Ahora, en este libro, esta minuciosa investigadora de la historia de las culturas ha venido a remover nuevas verdades establecidas, y ello sea para bien de nuestro raciocinio, de nuestra comprensión. Respecto de la hipotética bondad de la religión del amor, el Cristianismo, escribe, poniendo en entredicho con ejemplos palmarios el aparente bien (aparente) derivado de sus actuaciones, de su comportamiento respecto de otras creencias, de otras culturas. Y ello desde su mismo origen. Ese presunto construir apaciguador, ese construir de amor “no es ni mucho menos toda la verdad. De hecho, este constructivo relato ha oscurecido por completo otra historia anterior, menos gloriosa. Porque antes de preservar, la Iglesia destruyó. En un arrebato de destrucción nunca visto hasta entonces –y que dejó estupefactos a muchos no cristianos que lo contemplaron-, durante los siglos IV y V la Iglesia cristiana demolió, destrozó y fundió una cantidad de obras de arte simplemente asombrosa. Se derribaron las estatuas clásicas de sus pedestales y se desfiguraron, profanaron y desmembraron. Los templos se arrasaron por completo y se quemaron hasta que de ellos no quedó nada” Un relato que tiene mucho de contemporáneo si recordamos las recientes destrucciones de los fanáticos musulmanes respecto de la herencia cultural de Siria, de Iraq, de toda aquella tierra entre ríos donde se gestó la cultura en su origen y que nosotros heredamos.
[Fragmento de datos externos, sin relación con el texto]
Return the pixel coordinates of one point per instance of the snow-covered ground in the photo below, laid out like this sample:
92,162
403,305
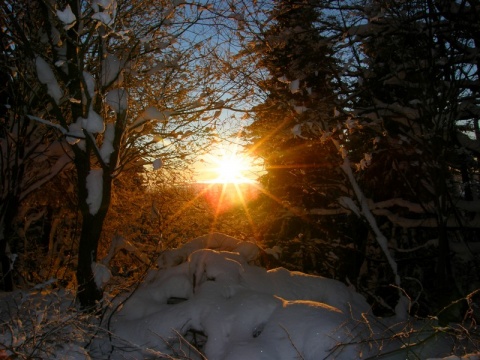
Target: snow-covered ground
210,299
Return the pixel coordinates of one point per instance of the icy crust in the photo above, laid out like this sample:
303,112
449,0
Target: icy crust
209,292
209,286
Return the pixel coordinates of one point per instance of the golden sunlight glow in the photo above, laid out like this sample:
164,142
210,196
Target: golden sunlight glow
231,169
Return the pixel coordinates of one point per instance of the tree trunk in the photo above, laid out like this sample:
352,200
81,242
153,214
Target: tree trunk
88,293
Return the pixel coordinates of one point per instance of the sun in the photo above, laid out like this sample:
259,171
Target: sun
231,169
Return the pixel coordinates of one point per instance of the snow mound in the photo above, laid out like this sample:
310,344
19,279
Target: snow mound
208,298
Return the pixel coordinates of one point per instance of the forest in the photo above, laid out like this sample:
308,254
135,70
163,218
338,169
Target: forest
344,139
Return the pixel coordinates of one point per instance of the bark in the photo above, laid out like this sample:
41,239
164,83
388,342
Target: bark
88,292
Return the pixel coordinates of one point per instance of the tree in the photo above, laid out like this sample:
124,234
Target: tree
303,176
120,81
30,153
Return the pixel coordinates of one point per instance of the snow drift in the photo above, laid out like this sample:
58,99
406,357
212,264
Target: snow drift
210,293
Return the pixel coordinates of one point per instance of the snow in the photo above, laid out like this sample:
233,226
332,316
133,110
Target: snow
47,77
94,189
67,17
211,292
212,287
75,132
94,122
107,146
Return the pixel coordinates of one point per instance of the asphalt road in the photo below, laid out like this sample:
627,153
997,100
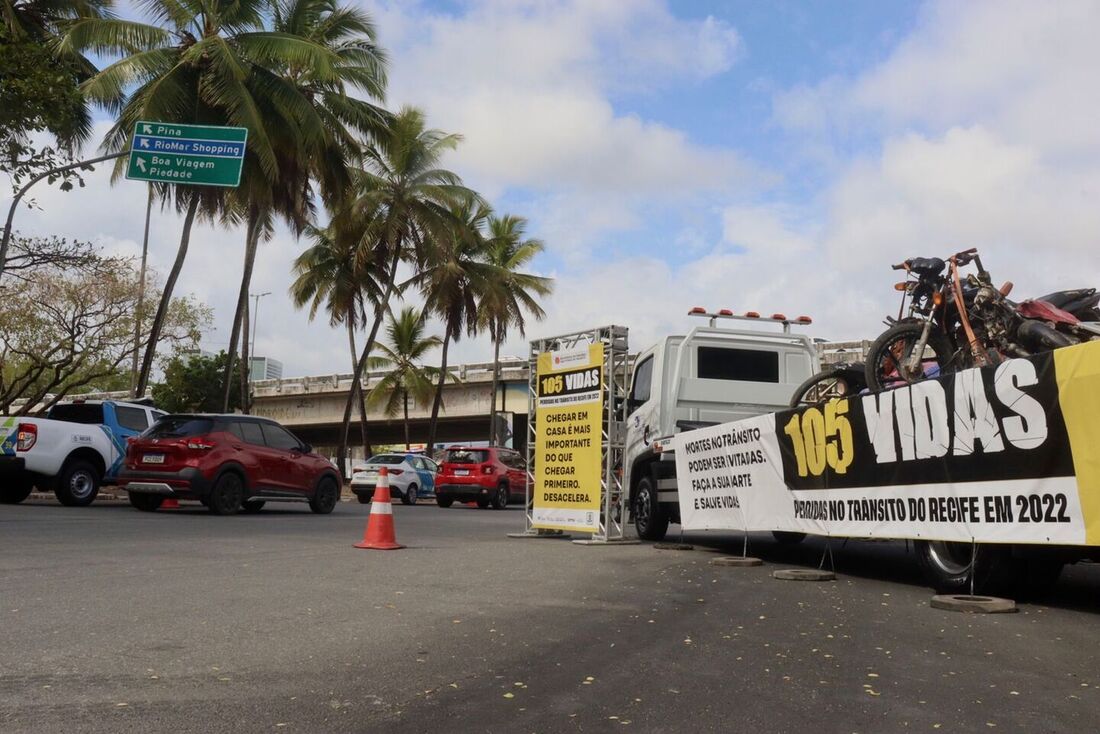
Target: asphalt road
118,621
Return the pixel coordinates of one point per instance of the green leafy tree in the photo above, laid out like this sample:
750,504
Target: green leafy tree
402,200
510,294
406,376
211,62
193,384
328,124
453,278
330,274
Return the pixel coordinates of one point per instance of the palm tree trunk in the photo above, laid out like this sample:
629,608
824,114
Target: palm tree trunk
252,241
358,389
162,309
438,401
380,310
496,381
406,396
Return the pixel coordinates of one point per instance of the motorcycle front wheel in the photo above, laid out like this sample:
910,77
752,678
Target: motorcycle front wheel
827,385
889,358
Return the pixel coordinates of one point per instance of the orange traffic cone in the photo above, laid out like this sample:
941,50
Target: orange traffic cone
380,526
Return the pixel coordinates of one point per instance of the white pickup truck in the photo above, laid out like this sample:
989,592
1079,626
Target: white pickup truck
72,451
708,376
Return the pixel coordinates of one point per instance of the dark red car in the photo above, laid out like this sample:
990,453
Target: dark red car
228,462
488,475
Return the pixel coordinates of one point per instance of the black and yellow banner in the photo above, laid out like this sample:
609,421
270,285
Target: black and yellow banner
569,439
1007,452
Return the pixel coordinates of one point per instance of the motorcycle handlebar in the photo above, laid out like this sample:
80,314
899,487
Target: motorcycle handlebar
966,255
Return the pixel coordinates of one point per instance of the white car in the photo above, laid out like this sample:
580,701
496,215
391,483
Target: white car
410,477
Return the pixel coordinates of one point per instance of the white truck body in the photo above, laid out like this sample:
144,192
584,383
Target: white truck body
707,376
87,435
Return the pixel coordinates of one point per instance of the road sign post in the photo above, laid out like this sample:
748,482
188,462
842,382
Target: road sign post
189,154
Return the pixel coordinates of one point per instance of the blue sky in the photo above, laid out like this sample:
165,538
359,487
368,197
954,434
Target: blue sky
752,155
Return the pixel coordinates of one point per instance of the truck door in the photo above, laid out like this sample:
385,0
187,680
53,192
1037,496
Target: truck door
640,420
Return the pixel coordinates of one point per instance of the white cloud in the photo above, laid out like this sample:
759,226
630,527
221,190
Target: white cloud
529,87
977,131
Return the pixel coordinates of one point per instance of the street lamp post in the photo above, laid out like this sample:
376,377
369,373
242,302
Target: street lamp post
255,317
255,321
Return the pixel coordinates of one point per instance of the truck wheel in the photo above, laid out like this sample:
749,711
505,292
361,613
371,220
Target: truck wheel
325,497
17,491
650,518
145,502
947,568
77,484
227,494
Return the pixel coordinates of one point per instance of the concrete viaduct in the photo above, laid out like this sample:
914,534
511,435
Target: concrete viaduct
312,407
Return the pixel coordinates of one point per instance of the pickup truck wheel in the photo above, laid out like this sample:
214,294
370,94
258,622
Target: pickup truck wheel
145,502
227,494
325,497
947,567
77,484
650,518
17,491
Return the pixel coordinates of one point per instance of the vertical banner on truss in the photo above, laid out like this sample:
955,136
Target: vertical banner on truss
568,444
578,385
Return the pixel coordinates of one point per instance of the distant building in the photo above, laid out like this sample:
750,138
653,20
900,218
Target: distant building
196,352
265,368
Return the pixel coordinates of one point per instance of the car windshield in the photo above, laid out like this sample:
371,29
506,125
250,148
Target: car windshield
386,459
466,456
179,427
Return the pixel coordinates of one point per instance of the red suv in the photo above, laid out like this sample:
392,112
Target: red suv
490,475
228,462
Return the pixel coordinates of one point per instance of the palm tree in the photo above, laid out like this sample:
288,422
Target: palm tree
402,358
326,144
41,20
453,281
330,274
510,293
402,203
202,62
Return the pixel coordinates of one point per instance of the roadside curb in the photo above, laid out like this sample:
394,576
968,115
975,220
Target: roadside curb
970,604
803,574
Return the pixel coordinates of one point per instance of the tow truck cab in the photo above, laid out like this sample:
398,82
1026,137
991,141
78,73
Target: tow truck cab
710,375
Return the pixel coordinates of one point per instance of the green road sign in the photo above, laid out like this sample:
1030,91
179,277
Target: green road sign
194,154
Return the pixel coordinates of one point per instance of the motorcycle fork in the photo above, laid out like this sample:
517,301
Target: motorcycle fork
916,357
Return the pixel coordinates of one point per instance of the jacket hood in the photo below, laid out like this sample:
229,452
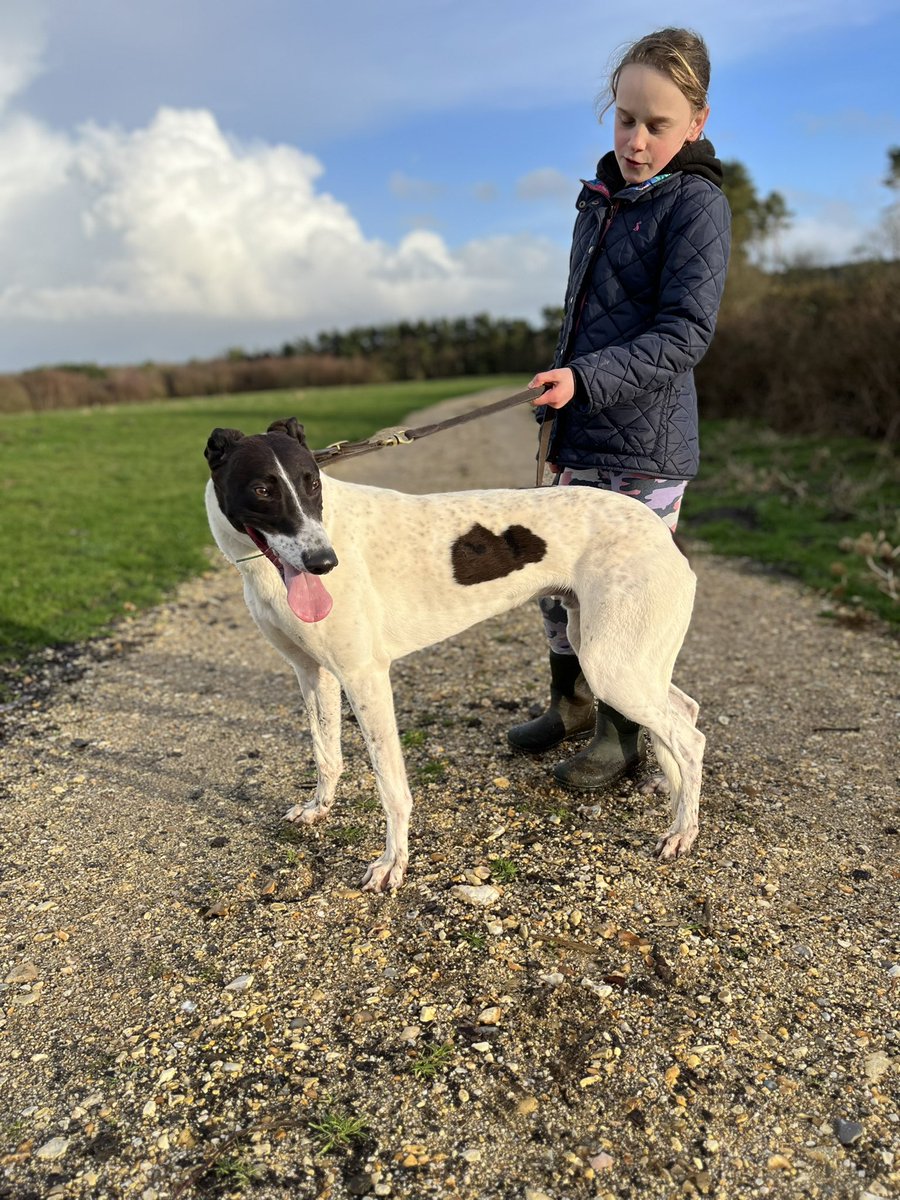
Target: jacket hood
694,159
Y he aquí que ejemplos concretos pudieran validar la sospecha de destrucción, según la autora: “Agustín sobrescribió el último ejemplar de Sobre la república de Cicerón para anotar encima sus comentarios a los Salmos. Una obra biográfica de Séneca desapareció bajo otro Antiguo Testamento más. Un códice con las Historias de Salustio se raspó para dar lugar a mas escritos de san Jerónimo. ¿Y todo para mayor gloria de Dios? “San Juan Crisóstomo alentó a los miembros de su congregación a espiarse mutuamente. ‘Entrad en las casas de los demás, decía. Meteos en los asuntos ajenos. Rehuid a quienes no cumplan. Después informadme de todos los pecadores y los castigaré como merecen”.
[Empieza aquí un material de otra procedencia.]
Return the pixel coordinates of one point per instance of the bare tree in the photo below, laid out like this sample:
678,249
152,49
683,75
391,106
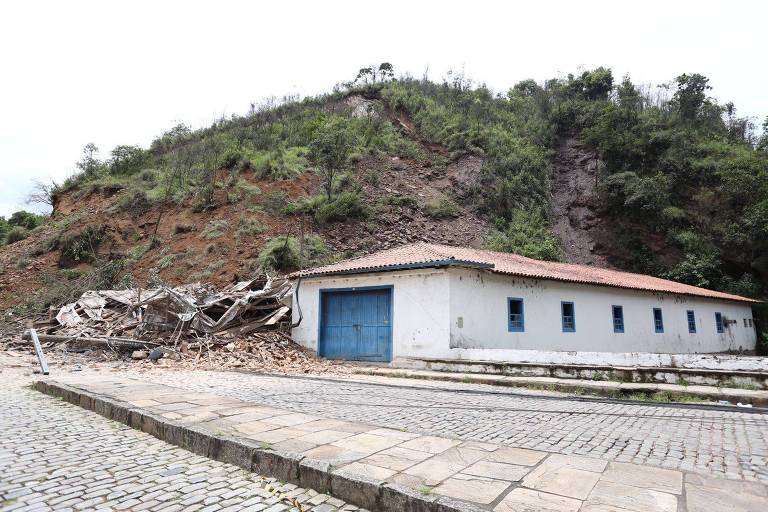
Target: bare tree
42,193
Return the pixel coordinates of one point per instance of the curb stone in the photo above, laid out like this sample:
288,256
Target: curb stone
286,466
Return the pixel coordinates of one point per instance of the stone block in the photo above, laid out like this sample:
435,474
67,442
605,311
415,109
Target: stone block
278,464
361,490
396,498
196,440
315,474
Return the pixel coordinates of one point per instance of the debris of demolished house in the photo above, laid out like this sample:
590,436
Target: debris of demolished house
244,325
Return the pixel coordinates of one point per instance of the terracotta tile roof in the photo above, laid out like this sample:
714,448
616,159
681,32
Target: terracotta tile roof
424,254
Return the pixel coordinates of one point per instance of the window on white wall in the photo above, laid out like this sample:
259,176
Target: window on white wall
618,318
569,316
515,315
691,321
658,320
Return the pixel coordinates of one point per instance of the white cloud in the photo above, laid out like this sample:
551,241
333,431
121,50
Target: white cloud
122,72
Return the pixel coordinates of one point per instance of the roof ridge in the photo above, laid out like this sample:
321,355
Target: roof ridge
422,253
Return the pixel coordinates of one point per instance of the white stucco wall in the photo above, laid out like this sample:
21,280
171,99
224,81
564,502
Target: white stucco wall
427,305
479,298
420,319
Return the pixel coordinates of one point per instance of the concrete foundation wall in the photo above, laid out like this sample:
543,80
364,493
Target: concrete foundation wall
419,308
478,308
461,314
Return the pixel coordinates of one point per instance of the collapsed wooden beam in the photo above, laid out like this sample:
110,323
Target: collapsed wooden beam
106,342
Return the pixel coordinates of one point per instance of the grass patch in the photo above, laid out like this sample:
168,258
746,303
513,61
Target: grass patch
166,261
443,209
250,227
214,229
401,200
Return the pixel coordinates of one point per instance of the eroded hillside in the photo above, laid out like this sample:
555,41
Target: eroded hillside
578,169
177,244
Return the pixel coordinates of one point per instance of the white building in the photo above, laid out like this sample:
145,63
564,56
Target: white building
428,301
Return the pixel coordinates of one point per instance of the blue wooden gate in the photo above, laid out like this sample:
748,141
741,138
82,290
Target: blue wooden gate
356,324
Claro que bien y mal siempre han coexistido como un equilibrio trágico de lo humano. Y los bienes, os obvio, están y siguen estando ahí. Es, tal vez, la fe vengativa la responsable, la fe espúrea que necesita alzarse sobre la derrota del enemigo, al que, por el contrario, habría que amar para convencerle hacia el buen camino. Más, y éste es el testimonio del libro, no ha sido así ni, a sabiendas del ser del hombre, será así.

El libro está escrito con pasión –a veces pareciera exagerada- más con una aportación grande de datos contrastados, con trabajo de investigación riguroso, así que, al fin, debemos sacar acaso la conclusión de que el raciocinio, la comprensión de todo el quehacer desigual humano es quien ha de prevalecer como realidad, y, al tiempo, pensar que cuando se invoca a los dioses como factores, tal vez no sea sino el interés desviado o la ignorancia quien desea ganar unos adeptos esclavos antes que fieles convencidos.

omo homini lupus est también para lo que concierne a las cuestiones del espíritu, no únicamente para el hombre civil, el hombre malformado en la política.